Common Questions About Cuba in December
Is December the Right Time to Go to Cuba?
For most people asking this question, the honest answer is yes. The weather is Cuba at its best. The events calendar adds things to do beyond the standard itinerary. The island has an energy through December that carries across every city and every type of trip. These are not small things.
The qualification is always the same: you have to earn December in Cuba by doing the planning work that the month demands. Book early. Carry more cash than you think you need. Build flexibility into the days around Christmas Eve and New Year’s Eve. Understand that the best casa in the neighbourhood you want won’t be waiting for you if you leave it to a month before departure.

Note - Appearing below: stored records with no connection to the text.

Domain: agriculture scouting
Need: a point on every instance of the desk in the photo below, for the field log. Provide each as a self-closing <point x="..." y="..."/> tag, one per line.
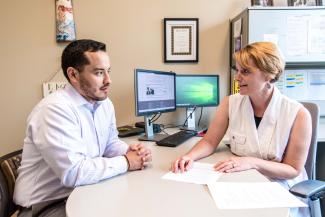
<point x="143" y="193"/>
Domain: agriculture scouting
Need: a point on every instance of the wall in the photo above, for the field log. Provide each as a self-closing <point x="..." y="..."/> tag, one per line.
<point x="133" y="31"/>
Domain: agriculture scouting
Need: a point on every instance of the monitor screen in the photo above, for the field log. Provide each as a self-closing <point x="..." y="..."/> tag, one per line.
<point x="197" y="90"/>
<point x="154" y="92"/>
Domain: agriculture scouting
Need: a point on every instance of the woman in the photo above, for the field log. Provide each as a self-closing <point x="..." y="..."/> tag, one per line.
<point x="268" y="131"/>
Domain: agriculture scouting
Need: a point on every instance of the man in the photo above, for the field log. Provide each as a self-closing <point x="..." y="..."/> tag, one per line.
<point x="71" y="136"/>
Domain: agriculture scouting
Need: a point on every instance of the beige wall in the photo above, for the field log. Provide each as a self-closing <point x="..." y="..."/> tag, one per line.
<point x="133" y="31"/>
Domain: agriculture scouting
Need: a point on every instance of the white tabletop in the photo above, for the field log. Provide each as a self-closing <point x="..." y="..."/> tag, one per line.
<point x="144" y="193"/>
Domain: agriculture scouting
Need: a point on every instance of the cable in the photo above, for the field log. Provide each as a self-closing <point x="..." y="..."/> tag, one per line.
<point x="189" y="116"/>
<point x="198" y="124"/>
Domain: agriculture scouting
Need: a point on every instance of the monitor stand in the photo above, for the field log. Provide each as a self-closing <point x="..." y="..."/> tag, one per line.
<point x="191" y="126"/>
<point x="149" y="135"/>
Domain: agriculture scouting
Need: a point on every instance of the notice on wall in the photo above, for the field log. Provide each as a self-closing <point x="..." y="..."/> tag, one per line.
<point x="316" y="39"/>
<point x="297" y="35"/>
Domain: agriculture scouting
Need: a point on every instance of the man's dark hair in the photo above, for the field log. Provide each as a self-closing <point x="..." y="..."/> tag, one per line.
<point x="74" y="54"/>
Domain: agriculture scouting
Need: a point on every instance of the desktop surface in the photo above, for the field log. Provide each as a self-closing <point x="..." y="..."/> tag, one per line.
<point x="143" y="193"/>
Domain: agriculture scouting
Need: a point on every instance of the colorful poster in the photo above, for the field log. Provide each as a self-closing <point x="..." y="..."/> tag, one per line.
<point x="65" y="27"/>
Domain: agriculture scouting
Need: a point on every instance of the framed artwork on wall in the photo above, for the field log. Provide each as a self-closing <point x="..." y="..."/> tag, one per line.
<point x="181" y="39"/>
<point x="297" y="3"/>
<point x="65" y="26"/>
<point x="262" y="2"/>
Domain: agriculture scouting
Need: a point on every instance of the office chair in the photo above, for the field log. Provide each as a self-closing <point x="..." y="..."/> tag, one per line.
<point x="311" y="189"/>
<point x="8" y="173"/>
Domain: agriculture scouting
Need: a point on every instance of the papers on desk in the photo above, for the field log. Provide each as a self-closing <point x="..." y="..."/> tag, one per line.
<point x="201" y="173"/>
<point x="233" y="195"/>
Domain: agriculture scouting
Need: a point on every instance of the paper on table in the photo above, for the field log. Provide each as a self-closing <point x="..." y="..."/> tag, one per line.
<point x="201" y="173"/>
<point x="232" y="195"/>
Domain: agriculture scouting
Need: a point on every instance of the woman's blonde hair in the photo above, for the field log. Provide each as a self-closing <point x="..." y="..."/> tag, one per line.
<point x="266" y="57"/>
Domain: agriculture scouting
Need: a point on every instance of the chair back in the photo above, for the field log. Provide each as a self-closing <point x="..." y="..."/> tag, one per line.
<point x="311" y="158"/>
<point x="8" y="174"/>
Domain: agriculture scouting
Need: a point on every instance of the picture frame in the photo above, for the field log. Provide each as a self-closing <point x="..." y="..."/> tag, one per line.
<point x="297" y="3"/>
<point x="181" y="40"/>
<point x="263" y="3"/>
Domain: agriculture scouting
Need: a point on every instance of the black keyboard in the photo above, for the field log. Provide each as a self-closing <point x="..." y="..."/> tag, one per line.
<point x="176" y="138"/>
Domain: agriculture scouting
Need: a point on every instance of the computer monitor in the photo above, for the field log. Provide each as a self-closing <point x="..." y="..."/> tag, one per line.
<point x="154" y="93"/>
<point x="193" y="91"/>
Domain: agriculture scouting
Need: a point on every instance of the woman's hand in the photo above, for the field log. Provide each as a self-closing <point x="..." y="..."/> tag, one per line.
<point x="235" y="164"/>
<point x="182" y="164"/>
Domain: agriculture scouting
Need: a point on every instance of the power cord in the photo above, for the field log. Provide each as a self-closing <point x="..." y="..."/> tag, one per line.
<point x="198" y="124"/>
<point x="190" y="115"/>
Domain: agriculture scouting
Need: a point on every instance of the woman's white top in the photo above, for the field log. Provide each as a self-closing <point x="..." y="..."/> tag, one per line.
<point x="270" y="139"/>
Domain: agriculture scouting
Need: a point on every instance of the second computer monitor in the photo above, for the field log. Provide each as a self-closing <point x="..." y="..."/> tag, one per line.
<point x="154" y="93"/>
<point x="197" y="90"/>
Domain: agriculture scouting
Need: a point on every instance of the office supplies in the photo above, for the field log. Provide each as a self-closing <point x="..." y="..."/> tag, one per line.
<point x="127" y="130"/>
<point x="154" y="93"/>
<point x="200" y="173"/>
<point x="176" y="138"/>
<point x="252" y="195"/>
<point x="194" y="91"/>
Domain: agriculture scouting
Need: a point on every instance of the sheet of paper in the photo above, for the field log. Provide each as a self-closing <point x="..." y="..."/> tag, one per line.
<point x="201" y="173"/>
<point x="252" y="195"/>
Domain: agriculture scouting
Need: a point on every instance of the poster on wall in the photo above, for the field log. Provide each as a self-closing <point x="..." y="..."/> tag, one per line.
<point x="65" y="27"/>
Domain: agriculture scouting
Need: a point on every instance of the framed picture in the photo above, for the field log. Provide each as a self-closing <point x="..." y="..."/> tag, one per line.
<point x="262" y="2"/>
<point x="181" y="39"/>
<point x="304" y="2"/>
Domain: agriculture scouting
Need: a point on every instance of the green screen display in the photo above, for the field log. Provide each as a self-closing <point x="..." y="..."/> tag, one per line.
<point x="197" y="90"/>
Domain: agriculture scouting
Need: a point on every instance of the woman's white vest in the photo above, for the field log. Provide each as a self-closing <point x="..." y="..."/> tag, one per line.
<point x="269" y="141"/>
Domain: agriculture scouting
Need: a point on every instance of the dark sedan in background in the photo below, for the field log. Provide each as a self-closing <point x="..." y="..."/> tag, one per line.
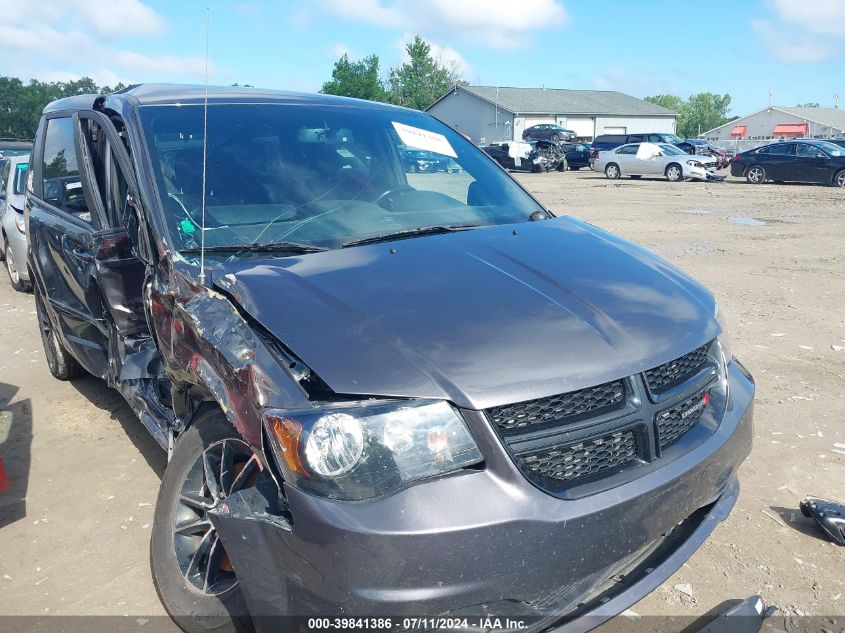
<point x="548" y="132"/>
<point x="577" y="155"/>
<point x="793" y="161"/>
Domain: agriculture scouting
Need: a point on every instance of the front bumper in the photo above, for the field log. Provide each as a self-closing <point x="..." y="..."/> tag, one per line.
<point x="488" y="541"/>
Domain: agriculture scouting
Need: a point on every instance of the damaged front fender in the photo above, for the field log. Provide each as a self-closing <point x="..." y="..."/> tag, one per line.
<point x="211" y="352"/>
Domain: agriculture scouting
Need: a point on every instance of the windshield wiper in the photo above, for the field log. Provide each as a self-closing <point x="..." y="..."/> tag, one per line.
<point x="398" y="235"/>
<point x="271" y="247"/>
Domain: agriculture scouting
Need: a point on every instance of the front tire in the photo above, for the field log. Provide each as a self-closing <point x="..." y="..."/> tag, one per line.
<point x="674" y="172"/>
<point x="59" y="361"/>
<point x="191" y="572"/>
<point x="756" y="175"/>
<point x="18" y="283"/>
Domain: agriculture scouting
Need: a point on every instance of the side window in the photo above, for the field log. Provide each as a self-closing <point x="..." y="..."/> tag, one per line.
<point x="4" y="178"/>
<point x="19" y="179"/>
<point x="806" y="150"/>
<point x="782" y="149"/>
<point x="62" y="186"/>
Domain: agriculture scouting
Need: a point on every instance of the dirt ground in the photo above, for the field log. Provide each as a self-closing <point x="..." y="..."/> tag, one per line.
<point x="75" y="524"/>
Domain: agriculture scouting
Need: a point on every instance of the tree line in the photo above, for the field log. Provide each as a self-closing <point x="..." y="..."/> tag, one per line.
<point x="700" y="112"/>
<point x="416" y="83"/>
<point x="21" y="103"/>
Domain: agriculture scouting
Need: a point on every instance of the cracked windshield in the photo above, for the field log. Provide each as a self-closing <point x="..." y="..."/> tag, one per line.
<point x="320" y="177"/>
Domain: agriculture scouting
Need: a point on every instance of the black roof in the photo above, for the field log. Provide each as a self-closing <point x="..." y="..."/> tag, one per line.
<point x="13" y="143"/>
<point x="171" y="94"/>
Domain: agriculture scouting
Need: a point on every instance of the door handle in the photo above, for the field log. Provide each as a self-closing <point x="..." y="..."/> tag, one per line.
<point x="81" y="253"/>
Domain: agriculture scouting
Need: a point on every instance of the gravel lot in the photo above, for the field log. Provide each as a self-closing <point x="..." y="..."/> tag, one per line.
<point x="84" y="473"/>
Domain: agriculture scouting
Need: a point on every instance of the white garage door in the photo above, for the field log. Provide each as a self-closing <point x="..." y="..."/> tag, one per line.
<point x="582" y="126"/>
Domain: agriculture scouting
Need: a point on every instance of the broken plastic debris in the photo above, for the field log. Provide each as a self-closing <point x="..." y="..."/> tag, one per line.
<point x="684" y="588"/>
<point x="829" y="515"/>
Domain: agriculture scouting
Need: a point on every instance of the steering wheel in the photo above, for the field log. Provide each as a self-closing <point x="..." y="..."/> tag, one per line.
<point x="387" y="196"/>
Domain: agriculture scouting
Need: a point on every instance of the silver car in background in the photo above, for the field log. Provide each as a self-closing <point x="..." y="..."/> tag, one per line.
<point x="655" y="159"/>
<point x="13" y="173"/>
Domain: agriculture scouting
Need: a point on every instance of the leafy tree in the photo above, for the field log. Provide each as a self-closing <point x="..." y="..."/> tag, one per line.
<point x="672" y="102"/>
<point x="21" y="104"/>
<point x="359" y="79"/>
<point x="422" y="79"/>
<point x="702" y="111"/>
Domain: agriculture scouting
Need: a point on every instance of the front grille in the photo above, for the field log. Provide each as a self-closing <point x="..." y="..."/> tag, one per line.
<point x="565" y="407"/>
<point x="567" y="462"/>
<point x="676" y="371"/>
<point x="674" y="422"/>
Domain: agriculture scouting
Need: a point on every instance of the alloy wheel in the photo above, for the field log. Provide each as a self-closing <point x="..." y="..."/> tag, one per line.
<point x="224" y="468"/>
<point x="755" y="175"/>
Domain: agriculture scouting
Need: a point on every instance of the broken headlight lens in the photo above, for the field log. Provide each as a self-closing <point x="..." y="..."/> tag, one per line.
<point x="363" y="450"/>
<point x="724" y="339"/>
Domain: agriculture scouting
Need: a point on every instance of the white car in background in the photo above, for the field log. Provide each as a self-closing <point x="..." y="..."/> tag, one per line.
<point x="655" y="159"/>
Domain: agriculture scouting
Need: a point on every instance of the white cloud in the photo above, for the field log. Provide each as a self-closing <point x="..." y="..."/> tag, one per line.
<point x="338" y="50"/>
<point x="636" y="82"/>
<point x="499" y="24"/>
<point x="450" y="58"/>
<point x="118" y="17"/>
<point x="802" y="32"/>
<point x="818" y="16"/>
<point x="372" y="11"/>
<point x="59" y="40"/>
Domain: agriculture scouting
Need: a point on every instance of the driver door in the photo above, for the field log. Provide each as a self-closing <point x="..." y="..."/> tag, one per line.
<point x="61" y="227"/>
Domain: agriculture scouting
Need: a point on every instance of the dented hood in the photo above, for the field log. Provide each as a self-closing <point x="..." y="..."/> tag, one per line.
<point x="482" y="317"/>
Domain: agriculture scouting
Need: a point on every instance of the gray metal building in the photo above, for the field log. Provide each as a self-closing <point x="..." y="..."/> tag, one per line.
<point x="494" y="113"/>
<point x="779" y="122"/>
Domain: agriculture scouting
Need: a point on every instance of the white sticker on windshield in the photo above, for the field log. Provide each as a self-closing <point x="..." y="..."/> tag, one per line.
<point x="423" y="139"/>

Do all of that and December delivers something that’s hard to get anywhere else in the Caribbean at this time of year: a real country going about its real life, dressed in its best weather, wrapped in the kind of music and warmth that makes people book return trips before they’ve even landed back home.
December in Cuba is complicated to organise and simple to love. Sort out the logistics before you go, and from the moment you land, the work is done. What’s left is just Cuba being Cuba — which, in its best conditions, is about as good as travel gets.